MotoGP 21: Thai Grand Prix Setup guide – Chang guide, transmission, ECU & more
Thailand’s Buriram International circuit is a thrill to drive, but what kind of setup is best for this track?
Whether you go with “full or official calendar”, the Thai Grand Prix will be stop 16 of your first tour around the world. The Thailand motorcycle Grand Prix is a relatively new addition to the MotoGP calendar, making its debut in 2018. We didn’t see this GP last year and we won’t see it this year either, as its been canceled for two seasons in a row now.
The Thai GP takes place at the brand-new Chang International Circuit, a track that’s very fun to drive around. If you want to win though, you need the right setup and we’ve got the guide you need right here!
Despite the high temperatures, Chang International isn’t a tough circuit on the tyres. Its smooth surface allows you to run a soft on the front axle, to help turn-in around the track’s sharp corners. The rear tyre is best being a medium though, as you’ll be struggling to apply the power towards the end of the race with a soft.
The front suspension needs to be a mix of responsive and stable to make a good compromise for Chang. The front pre-load, oil quantity and front spring hardness all need to be cranked up to 8 to improve turn-in. To compromise, the swingarm compression and extension need to be as low as possible at 0.
The rear of the bike’s suspension should be the same as at the front, with the exception of the pre-load value. This needs to be low at 0, to aid stability at the rear. The rear of the bike tends to get away from the rider more than the front, so you need to configure it to be more stable.

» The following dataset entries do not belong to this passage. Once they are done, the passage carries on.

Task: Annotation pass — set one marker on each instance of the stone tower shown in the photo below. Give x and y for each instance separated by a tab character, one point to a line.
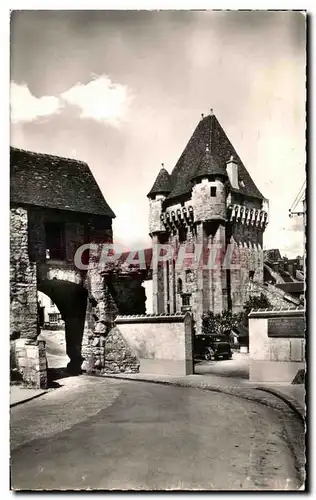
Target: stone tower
211	217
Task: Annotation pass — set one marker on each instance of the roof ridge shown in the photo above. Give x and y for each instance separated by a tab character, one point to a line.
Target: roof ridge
48	155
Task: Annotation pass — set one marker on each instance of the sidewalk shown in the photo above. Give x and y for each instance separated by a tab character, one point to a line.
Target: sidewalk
274	395
20	394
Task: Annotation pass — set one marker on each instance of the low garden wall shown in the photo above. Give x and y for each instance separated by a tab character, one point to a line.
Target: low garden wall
161	343
276	344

The vehicle geometry is required to be low to aid responsiveness. Steering head inclination and trail have to be at 0 for maximum turn-in. The steering plate position and swingarm length also need to be low at 2, also in the pursuit of responsiveness.
Chang’s long back straight means that you need high gear ratios. The quick-fire medium-speed corners at the end of the lap also benefit from these.
The slipper clutch is best at 4 to strike an optimum balance between responsiveness and stability.
Despite the high temperatures in Thailand, you don’t need the strongest brakes here. The front brake is best at 320 mm high mass, with the rear sporting the 220 mm. You can go for a bigger brake at the front if you’re struggling to slow down into Turns 3 and 12.
You need to make full use of the electronic aids in Thailand. Despite the track being flat and the tarmac being smooth, you will benefit from full traction control and anti-wheelie aid. Feel free to turn these down though, if these are holding you back.
Engine braking should be up at 5 to help shave speed off of your ride through the long corners. Power mapping is best at 3 for a flying lap. Although, you’ll need to turn this around during some points in the race.
All of these can be adjusted out on track using the HUD in the bottom-right of the screen.